Government, in turn, gets cover to justify increasing tobacco taxes (and when that goose starts laying fewer golden eggs, raising taxes on "Big Transfat" in its various forms) every time they need to fill a budget hole. This is clearly a budgetary ticking time bomb if Viscusi's thesis is correct, but since when has government at any level put long-term fiscal stewardship ahead of instant-gratification expedience?
In making this point, I'm not suggesting that we should all adapt three-pack-a-day Marlboro habits or consume chicken-fried steaks and banana splits three times a day to save Social Security and Medicare. I'm neither a smoker or a mass consumer of "junk food" myself, so I have no self-interest here. But I do balk at the fact that false data is being used to justify tyrannical measures by government and employers to hijack the consumption choices of individuals. Americans of all political stripes seem to be willing stooges of whatever the insurance industry/government study talking point of the hour is regarding "healthy lifestyles".
Smoking has been public enemy #1 thus far, and an arm's length of new legislation has been enacted in the last decade to "protect us from ourselves." But to some extent, those efforts have been working too well. Cigarette sales are way down, meaning government will desperately need a new bogeyman to take center stage.

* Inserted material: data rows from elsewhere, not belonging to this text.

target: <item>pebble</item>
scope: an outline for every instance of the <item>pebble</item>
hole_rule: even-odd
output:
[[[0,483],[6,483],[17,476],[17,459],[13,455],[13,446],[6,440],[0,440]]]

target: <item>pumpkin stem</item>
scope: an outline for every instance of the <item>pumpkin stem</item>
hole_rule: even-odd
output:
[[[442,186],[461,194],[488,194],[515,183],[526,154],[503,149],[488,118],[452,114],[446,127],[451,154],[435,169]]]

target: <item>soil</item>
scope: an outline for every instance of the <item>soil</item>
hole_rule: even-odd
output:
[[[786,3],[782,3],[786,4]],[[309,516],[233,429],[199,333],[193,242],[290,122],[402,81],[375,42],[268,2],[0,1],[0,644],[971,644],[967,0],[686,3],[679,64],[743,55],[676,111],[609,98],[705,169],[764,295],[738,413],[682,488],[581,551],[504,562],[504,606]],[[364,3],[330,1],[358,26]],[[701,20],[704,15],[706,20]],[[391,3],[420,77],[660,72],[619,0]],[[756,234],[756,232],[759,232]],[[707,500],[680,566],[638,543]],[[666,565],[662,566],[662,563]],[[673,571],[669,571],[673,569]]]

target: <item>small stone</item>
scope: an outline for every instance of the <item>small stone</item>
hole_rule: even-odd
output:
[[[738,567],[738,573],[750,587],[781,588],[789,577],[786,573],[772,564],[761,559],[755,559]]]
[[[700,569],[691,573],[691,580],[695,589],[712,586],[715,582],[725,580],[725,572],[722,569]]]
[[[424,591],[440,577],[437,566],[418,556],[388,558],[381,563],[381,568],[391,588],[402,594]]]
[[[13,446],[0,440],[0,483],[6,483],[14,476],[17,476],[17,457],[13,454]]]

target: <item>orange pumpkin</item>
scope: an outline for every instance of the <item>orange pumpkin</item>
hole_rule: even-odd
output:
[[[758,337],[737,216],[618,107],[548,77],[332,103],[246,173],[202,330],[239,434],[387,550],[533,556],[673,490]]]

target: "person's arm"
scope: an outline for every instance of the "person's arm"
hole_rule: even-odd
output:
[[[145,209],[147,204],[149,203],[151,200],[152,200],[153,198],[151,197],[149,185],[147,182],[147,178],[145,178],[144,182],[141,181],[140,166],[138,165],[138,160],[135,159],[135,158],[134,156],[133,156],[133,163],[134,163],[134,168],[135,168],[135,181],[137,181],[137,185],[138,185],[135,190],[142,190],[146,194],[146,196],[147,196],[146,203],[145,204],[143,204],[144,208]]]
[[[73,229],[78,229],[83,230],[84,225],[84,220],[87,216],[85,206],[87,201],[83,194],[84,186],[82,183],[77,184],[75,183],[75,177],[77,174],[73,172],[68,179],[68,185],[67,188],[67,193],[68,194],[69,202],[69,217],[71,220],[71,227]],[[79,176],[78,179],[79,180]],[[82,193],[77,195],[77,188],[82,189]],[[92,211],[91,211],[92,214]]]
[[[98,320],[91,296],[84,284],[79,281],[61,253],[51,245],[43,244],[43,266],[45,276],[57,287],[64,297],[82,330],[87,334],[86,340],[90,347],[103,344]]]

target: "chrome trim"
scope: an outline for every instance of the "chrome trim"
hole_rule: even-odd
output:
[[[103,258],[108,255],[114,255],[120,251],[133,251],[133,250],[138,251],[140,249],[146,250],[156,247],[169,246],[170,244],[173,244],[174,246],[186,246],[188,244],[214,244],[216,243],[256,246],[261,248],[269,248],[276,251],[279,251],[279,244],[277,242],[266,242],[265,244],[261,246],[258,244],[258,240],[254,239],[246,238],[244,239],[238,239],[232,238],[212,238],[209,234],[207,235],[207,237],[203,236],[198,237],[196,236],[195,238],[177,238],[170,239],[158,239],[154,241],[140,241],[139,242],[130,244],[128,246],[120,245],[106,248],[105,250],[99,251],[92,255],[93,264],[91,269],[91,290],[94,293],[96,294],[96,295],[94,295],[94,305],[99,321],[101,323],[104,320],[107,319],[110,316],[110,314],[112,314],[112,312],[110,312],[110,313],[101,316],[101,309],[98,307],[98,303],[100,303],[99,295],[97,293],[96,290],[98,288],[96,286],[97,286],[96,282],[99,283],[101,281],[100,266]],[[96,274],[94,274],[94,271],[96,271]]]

As I previously opined, "Big Transfat" is likely to be the winner, and "drastic measures" will be foisted upon a public that will at first be skeptical, but after several years of special interests (ahem, insurance companies, cough) pounding their studies into our brains, said drastic measures will be accepted. I have little doubt the nanny-staters are racking their brains as we speak trying to dream up the chow hound's equivalent to secondhand smoke....and they'll come up with it....and most of us will end up believing it.
So what does this all mean? Basically, we're damned if we do and we're damned if we don't. If we smoke our Luckys and scarf down our fried chicken, we'll be lectured by public health officials and our employer's insurance company about the "epidemic" we are part of contributing to the least healthy and shortest-lived generation in memory. If we respond to that by kicking our bad habits and living off only the things we can grow in our gardens, then we'll be healthy 65-year-olds declared the villains for "living too long" and bankrupting Medicare, leaving us as long-term Alzheimer's patients with no way to pay the bills. Since there are no good answers, can't we just let people live their damn lives and consume their own poisons in peace without the lectures and without demands for new excise taxes that will merely be used to finance another corporate welfare package for whatever minimum-wage employer wants to move into our city?